In college, my friend Ryan who had a mild crush on me gave me a mouse skeleton. He assembled it out of an owl pellet. An owl pellet is basically what the owl throws up (which is a lot, apparently, because FYI, owls don't chew.) It's all the undigested bits of prey–the bones, the fur–mixed in with whatever else the owl's stomach doesn't want. (Think “owl hairball.”) You pick through the pellet for all the juicy bits (or, rather, non-juicy bits). In case you missed it, Ryan was a science nerd. And weird. We are still good friends to this day and when I reminded him of that mouse skeleton some time ago he said, “I could probably make a more accurate one now. That was before I took upper division Vertebrate Morphology and none of the vertebrae were in the right place on that one,” or something to that effect. Anyway, I built a little glass case for the mouse, and it sat on my desk for a long time.

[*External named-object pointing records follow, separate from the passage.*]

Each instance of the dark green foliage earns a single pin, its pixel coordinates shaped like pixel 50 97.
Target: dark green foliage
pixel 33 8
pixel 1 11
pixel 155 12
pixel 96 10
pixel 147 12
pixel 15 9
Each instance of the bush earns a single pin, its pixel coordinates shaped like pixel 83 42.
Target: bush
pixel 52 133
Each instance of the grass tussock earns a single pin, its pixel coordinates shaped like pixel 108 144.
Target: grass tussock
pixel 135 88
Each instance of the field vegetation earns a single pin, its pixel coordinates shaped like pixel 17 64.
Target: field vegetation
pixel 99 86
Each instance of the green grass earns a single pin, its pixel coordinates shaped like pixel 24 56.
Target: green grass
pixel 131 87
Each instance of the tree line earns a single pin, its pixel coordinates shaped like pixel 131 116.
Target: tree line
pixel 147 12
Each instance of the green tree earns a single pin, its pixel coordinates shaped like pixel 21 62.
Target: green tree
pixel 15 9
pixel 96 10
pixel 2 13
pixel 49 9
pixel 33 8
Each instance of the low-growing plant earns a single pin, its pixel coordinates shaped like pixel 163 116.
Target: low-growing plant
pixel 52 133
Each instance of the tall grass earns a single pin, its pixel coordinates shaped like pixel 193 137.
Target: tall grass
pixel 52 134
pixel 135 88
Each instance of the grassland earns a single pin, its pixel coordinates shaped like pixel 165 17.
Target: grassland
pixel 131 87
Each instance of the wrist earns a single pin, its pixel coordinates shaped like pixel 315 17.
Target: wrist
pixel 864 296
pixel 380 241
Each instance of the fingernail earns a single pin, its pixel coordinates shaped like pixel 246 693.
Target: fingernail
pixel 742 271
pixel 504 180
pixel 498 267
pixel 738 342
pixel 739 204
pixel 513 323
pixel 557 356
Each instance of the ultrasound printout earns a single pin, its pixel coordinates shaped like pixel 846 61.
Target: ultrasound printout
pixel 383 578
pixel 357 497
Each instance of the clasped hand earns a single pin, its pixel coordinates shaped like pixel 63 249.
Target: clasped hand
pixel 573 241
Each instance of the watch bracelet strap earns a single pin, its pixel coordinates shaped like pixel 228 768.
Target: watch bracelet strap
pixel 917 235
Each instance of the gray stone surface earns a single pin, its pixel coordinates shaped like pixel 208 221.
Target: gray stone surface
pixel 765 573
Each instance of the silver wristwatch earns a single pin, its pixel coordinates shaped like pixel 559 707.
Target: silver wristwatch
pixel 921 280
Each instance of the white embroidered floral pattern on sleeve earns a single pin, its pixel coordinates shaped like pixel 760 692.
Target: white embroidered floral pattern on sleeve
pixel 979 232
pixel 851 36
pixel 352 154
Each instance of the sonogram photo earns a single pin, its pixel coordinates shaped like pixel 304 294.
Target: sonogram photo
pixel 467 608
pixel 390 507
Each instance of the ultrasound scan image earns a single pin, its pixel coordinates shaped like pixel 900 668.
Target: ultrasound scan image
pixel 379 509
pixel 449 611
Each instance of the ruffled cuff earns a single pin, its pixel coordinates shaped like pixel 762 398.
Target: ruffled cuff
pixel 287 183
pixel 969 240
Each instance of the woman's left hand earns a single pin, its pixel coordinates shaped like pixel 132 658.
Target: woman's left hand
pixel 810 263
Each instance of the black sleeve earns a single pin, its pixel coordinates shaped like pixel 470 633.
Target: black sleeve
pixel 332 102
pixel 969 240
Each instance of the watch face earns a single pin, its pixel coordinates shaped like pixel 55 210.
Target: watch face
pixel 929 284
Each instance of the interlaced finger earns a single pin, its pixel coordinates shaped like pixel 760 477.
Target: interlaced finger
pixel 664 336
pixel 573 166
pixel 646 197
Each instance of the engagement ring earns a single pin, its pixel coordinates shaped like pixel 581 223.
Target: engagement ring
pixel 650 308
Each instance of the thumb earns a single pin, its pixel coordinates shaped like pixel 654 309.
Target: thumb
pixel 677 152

Now, you can buy your own owl pellet from none other than that bastion of mass market hipster fashion, Urban Outfitters. Several thoughts come to mind. (1) How do they get a large enough supply of owl pellets? Do they employ a squadron of bulimic owls to throw up on schedule? Or (2) Do they employ a squadron of naturalists who scour the forest floors for owl puke? Ryan found his around his house, I think. Or camping. I'm not certain. I'm not entirely sure I want to know how he found it. Plus, because it's Nature and Nature is fickle, unlike Commerce, which thrives on certainty, (3) it's sort of hit or miss with these pellets. Maybe it was a bad hunting day. Maybe the owl didn't get much to eat. Does that justify the $8 purchase price? And come to think of it, is $8 a fair price for the contents of an owl's stomach? Owls probably spend way less than that per meal. (4) Or maybe Urban Outfitters works with a supplier who houses the owls in a factory and feeds them a mouse each time, thus guaranteeing one mouse/vole/squirrel what have you, per pellet.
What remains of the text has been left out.